論文参考訳（メタデータ） (2025-02-02T16:57:03Z)
Noisy probing dose facilitated dose prediction for pencil beam scanning proton therapy: physics enhances generalizability [18.852346492990637]
フォトンとプロトン療法におけるAIベースの線量予測研究は、基礎となる物理学を無視することが多い。本研究の目的は,物理認識と一般化可能なAIベースのPBSPT線量予測法を設計することである。
論文参考訳（メタデータ） (2023-12-02T00:15:44Z)
Attention-based Saliency Maps Improve Interpretability of Pneumothorax Classification [52.77024349608834]
視覚変換器(ViT)の胸部X線撮影(CXR)分類性能と注意ベース唾液の解釈可能性について検討する。 ViTは、CheXpert、Chest X-Ray 14、MIMIC CXR、VinBigDataの4つの公開データセットを用いて、肺疾患分類のために微調整された。 ViTsは最先端のCNNと比べてCXR分類AUCに匹敵するものであった。
論文参考訳（メタデータ） (2023-03-03T12:05:41Z)
Controlling False Positive/Negative Rates for Deep-Learning-Based Prostate Cancer Detection on Multiparametric MR images [58.85481248101611]
そこで本研究では,病変からスライスまでのマッピング機能に基づく,病変レベルのコスト感受性損失と付加的なスライスレベルの損失を組み込んだ新しいPCa検出ネットワークを提案する。 1) 病変レベルFNRを0.19から0.10に, 病変レベルFPRを1.03から0.66に減らした。
論文参考訳（メタデータ） (2021-06-04T09:51:27Z)
Deep Learning Based Detection and Localization of Intracranial Aneurysms in Computed Tomography Angiography [5.973882600944421]
初期動脈瘤検出のための3D領域提案ネットワークと偽陽性縮小のための3D DenseNetという2段階モデルが実装された。
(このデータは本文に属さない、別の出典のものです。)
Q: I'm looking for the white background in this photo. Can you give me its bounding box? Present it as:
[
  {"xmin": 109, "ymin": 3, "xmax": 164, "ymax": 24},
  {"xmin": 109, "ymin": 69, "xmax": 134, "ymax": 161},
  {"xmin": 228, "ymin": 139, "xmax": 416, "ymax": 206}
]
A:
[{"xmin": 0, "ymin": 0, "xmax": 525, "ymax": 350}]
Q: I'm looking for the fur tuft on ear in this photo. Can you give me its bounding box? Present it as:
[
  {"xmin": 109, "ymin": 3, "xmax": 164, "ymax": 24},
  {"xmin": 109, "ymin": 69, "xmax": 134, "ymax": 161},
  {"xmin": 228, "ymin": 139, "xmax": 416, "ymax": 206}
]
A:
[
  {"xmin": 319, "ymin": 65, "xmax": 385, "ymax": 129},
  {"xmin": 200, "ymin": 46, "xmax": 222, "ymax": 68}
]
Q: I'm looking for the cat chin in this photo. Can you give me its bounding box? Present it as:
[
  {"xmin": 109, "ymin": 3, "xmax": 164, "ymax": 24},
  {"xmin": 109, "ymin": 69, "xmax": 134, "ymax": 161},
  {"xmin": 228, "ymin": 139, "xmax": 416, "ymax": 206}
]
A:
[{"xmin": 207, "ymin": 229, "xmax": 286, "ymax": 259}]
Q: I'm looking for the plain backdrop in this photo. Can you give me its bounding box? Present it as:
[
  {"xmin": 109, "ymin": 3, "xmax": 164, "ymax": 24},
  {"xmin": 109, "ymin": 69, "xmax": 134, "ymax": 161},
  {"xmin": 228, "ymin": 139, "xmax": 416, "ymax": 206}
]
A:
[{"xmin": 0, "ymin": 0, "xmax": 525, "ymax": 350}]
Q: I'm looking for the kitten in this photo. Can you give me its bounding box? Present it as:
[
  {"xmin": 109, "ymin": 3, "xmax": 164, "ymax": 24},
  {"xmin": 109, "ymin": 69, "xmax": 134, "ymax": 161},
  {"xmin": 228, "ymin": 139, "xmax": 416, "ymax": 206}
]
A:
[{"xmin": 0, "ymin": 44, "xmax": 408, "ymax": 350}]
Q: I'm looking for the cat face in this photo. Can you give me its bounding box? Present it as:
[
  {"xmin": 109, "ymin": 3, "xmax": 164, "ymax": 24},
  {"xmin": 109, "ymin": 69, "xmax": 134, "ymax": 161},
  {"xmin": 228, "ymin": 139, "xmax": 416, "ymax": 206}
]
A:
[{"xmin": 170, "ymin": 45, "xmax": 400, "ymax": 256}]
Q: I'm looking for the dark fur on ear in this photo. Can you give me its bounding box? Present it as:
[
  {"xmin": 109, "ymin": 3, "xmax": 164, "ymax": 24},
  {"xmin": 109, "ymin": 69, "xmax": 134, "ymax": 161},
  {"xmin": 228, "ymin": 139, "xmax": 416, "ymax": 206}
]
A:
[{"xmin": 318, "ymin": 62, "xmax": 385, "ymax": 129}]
本モデルでは,0.25FPPV,最高F-1スコアと比較すると,統計的に高い精度,感度,特異性を示した。
論文参考訳（メタデータ） (2020-05-22T10:49:23Z)

関連論文リストは本サイト内にある論文のタイトル・アブストラクトから自動的に作成しています。

指定された論文の情報です。
本サイトの運営者は本サイト（すべての情報・翻訳含む）の品質を保証せず、本サイト（すべての情報・翻訳含む）を使用して発生したあらゆる結果について一切の責任を負いません。